Adelphi University’s Bridges to Adelphi program and the Department of Health and Sport Sciences have joined forces for a collaborative mentorship program focused on promoting comprehensive physical activity for neurodiverse students.
Exercise can be a daunting task, especially for individuals on the autism spectrum. The Active Panther Partners program aims to provide positive movement experiences for students in Adelphi’s Bridges program with help from their peers as part of a course called Physical Activity Coaching.
As a part of the class, each Active Panther Partner, a major from the Department of Health and Sport Sciences, will undergo training from instructors regarding working with neurodiverse students. Each student within the Bridges program is paired with an Active Panther Partner and they meet twice a week to exercise together. Physical activities focus on cardio and weight training, but also include yoga and sports like badminton, pickleball and basketball.
This partnership aims to increase confidence and self-esteem and promote positive attitudes toward physical activity, providing scaffolding for individuals to acquire skills at a recreational level. “The course is repeatable, so we welcome continued participation and encourage students to engage in additional campus offerings and other physical activity and fitness courses,” said Anne Gibbone, EdD, associate professor of Health and Sports Sciences at Adelphi.
For students in Bridges to Adelphi, the program helps create a smoother transition from high school to university settings and promotes a more positive, successful way to be active.

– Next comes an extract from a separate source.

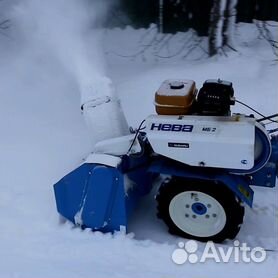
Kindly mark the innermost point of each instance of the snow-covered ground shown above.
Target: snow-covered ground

The physical activity coaches are learning to better work with a range of differing abilities and neurodiversity.
The Active Panther Partners program, first piloted in 2017, was conceptualized by Professor Gibbone, Paul Rukavina, PhD, professor and coordinator of Adelphi’s Physical Education and Physical Activity Studies programs; Ellen Kowalski, PhD, associate professor of Health and Sport Sciences; and Emilia Zarco, MD, associate professor and department chair of Health and Sport Sciences. The four met with Mitch Nagler, MA ’06, director of Bridges to Adelphi, to bring the program to life.
“This collaborative program highlights how we are able to transform lives through peer mentoring while creating a model for diversity and inclusion,” said Dr. Rukavina.
This fall, 12 Active Panthers (peer mentors) and 14 Bridges students were enrolled in the program supervised by Dr. Gibbone and Jeremy Cash. The program, which will continue in the spring semester, has received grants from Adelphi’s Women’s Giving Circle and the Allison Keller Education Technology Program.